I'm working on a project with an existing cassandra database. The schema looks like this:

partition key (big int) clustering key1 (timestamp) data (text)
1 2021-03-10 11:54:00.000 {a:"somedata", b:2, ...}

My question is: Is there any advantage storing data in a json string? Will it save some space?

Until now I discovered disadvantages only:

  • You cannot (easily) add/drop columns at runtime, since the application could override the json string column.
  • Parsing the json string is currently the bottleneck regarding performance.

No, there is no real advantage to storing JSON as string in Cassandra unless the underlying data in the JSON is really schema-less. It will also not save space but in fact use more because each item has to have a key+value instead of just storing the value.

If you can, I would recommend mapping the keys to CQL columns so you can store the values natively and accessing the data is more flexible. Cheers!

Erick is spot-on-correct with his answer.

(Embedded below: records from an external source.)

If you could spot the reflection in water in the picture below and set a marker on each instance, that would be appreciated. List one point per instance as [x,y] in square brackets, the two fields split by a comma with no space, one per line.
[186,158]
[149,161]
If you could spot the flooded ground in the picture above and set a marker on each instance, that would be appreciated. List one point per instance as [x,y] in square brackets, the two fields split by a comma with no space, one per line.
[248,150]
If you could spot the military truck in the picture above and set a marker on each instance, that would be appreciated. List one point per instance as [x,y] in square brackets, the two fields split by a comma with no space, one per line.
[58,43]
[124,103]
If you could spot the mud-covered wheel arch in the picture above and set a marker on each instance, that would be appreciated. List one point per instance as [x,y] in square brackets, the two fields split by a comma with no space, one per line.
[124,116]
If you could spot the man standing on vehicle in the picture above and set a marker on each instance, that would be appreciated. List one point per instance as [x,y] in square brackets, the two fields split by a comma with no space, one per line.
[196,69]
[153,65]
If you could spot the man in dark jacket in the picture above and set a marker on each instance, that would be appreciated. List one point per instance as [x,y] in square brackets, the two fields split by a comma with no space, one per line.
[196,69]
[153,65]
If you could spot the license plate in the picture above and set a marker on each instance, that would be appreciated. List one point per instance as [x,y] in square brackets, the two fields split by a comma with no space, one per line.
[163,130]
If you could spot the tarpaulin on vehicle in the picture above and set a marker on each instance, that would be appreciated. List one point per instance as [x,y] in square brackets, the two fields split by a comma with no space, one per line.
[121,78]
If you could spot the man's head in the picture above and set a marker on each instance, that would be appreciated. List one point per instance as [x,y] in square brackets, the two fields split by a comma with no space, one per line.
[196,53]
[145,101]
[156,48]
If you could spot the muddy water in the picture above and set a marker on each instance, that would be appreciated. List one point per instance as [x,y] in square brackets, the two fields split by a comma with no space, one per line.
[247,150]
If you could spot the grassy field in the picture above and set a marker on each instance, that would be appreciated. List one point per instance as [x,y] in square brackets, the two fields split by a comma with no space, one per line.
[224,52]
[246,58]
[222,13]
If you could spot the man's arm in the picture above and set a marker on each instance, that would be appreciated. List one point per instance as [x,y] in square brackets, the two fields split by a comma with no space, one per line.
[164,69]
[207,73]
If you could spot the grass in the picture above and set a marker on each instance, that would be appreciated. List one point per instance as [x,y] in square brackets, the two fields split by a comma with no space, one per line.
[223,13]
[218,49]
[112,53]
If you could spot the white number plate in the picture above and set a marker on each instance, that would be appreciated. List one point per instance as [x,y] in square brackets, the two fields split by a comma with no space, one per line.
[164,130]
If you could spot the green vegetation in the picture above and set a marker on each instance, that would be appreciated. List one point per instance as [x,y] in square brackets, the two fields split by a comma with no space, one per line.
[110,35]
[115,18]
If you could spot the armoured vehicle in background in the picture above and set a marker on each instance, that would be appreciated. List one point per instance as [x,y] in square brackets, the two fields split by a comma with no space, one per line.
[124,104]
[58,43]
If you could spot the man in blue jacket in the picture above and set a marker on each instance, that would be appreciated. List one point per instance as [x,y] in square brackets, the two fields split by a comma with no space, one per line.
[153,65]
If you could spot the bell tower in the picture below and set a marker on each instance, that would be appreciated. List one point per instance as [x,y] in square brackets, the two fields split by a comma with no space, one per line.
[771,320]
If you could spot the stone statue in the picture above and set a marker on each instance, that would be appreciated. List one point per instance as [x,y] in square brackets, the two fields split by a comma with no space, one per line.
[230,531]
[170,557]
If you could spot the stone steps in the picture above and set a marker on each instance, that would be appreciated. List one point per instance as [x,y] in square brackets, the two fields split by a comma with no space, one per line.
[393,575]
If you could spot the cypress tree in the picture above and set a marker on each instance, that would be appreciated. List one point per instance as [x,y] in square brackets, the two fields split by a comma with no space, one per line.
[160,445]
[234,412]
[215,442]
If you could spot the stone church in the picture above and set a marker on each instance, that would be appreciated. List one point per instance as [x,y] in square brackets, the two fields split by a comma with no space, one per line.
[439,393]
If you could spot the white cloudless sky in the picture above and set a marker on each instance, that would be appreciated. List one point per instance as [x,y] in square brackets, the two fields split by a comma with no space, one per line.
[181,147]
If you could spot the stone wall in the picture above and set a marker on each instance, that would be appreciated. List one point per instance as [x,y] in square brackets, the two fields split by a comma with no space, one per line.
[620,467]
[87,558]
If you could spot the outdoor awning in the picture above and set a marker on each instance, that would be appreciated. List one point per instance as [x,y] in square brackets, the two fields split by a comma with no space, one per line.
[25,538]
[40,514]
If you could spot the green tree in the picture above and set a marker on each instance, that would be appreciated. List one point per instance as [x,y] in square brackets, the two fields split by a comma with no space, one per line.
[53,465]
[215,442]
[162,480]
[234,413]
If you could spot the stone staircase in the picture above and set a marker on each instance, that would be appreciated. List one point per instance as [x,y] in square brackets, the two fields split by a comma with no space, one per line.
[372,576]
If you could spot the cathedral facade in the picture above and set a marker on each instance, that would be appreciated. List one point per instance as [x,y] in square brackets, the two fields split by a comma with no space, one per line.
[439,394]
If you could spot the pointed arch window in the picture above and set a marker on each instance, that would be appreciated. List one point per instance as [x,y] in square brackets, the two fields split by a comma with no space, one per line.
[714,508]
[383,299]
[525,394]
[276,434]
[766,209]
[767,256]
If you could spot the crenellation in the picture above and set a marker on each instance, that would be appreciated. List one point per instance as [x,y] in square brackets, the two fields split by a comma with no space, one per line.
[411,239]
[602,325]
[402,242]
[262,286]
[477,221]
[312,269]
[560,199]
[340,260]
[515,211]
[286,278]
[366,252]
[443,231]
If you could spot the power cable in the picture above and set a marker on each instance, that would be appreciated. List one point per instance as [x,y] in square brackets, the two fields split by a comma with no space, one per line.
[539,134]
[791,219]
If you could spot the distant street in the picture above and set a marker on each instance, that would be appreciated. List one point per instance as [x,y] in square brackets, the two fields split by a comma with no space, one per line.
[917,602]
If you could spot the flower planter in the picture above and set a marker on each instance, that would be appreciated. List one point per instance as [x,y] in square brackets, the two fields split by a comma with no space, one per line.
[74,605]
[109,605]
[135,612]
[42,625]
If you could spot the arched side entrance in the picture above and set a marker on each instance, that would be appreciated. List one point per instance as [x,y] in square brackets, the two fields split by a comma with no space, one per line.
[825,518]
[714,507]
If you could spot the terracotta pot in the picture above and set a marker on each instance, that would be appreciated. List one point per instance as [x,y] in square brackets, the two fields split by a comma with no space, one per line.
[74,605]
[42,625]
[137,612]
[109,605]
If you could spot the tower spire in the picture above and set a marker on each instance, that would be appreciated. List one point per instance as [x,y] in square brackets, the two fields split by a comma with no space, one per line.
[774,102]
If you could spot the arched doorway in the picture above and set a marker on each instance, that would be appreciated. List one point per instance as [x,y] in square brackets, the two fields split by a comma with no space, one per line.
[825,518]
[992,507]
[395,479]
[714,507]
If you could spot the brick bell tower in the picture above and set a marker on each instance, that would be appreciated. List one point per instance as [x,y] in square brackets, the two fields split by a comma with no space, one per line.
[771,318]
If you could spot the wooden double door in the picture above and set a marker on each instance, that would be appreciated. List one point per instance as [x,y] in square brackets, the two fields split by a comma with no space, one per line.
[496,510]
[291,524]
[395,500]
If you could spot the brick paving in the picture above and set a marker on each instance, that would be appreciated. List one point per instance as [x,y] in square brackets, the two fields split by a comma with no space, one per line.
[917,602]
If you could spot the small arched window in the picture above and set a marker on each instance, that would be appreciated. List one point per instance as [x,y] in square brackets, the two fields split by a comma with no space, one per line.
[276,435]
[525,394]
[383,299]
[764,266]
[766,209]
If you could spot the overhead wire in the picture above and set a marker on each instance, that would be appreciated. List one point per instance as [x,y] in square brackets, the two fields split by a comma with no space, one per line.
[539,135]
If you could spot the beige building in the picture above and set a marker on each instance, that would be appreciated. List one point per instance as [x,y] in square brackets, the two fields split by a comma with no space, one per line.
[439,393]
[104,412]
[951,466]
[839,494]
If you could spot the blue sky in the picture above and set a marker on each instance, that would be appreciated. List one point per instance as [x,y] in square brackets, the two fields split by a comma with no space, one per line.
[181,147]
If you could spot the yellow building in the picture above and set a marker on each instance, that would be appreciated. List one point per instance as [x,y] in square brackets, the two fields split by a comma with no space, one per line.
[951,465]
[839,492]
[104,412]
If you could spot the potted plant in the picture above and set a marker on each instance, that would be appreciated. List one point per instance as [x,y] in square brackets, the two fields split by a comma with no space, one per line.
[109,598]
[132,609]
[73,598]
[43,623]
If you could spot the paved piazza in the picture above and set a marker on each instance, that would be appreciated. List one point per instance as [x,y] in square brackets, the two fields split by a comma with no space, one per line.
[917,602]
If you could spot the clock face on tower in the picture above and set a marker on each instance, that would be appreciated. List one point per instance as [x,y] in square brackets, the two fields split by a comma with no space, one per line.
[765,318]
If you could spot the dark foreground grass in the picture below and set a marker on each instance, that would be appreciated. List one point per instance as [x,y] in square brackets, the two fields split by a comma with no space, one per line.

The only thing I'd add, would be that storing JSON blobs in a single column makes updates (even more) problematic. If you update a single JSON property, the whole column gets rewritten. Also the original JSON blob is still there ...just "obsoleted" until compaction runs. The only time that storing a JSON blob in a single column makes any sense, is if the properties don't change.

And I agree, mapping the keys to CQL columns is a much better option.

I don't disagree with the excellent and already accepted answer by @erick-ramirez.

However there is often a good case to be made for using frozen UDTs instead of separate columns for related data that is only ever going to be set and retrieved at the same time and will not be specifically filtered as part of your query.

The "frozen" part is important as it means less work for cassandra but does mean that you rewrite the whole value each update.

This can have a large performance boost over a large number of columns. The nice ScyllaDB people have a great post on that:

If You Care About Performance, Employ User Defined Types

(I know Scylla DB is not exactly Cassandra but I've seen multiple articles that say the same thing about Cassandra)

One downside is that you add work to the application layer and sometimes mapping complex UDTs to your Java types will be interesting.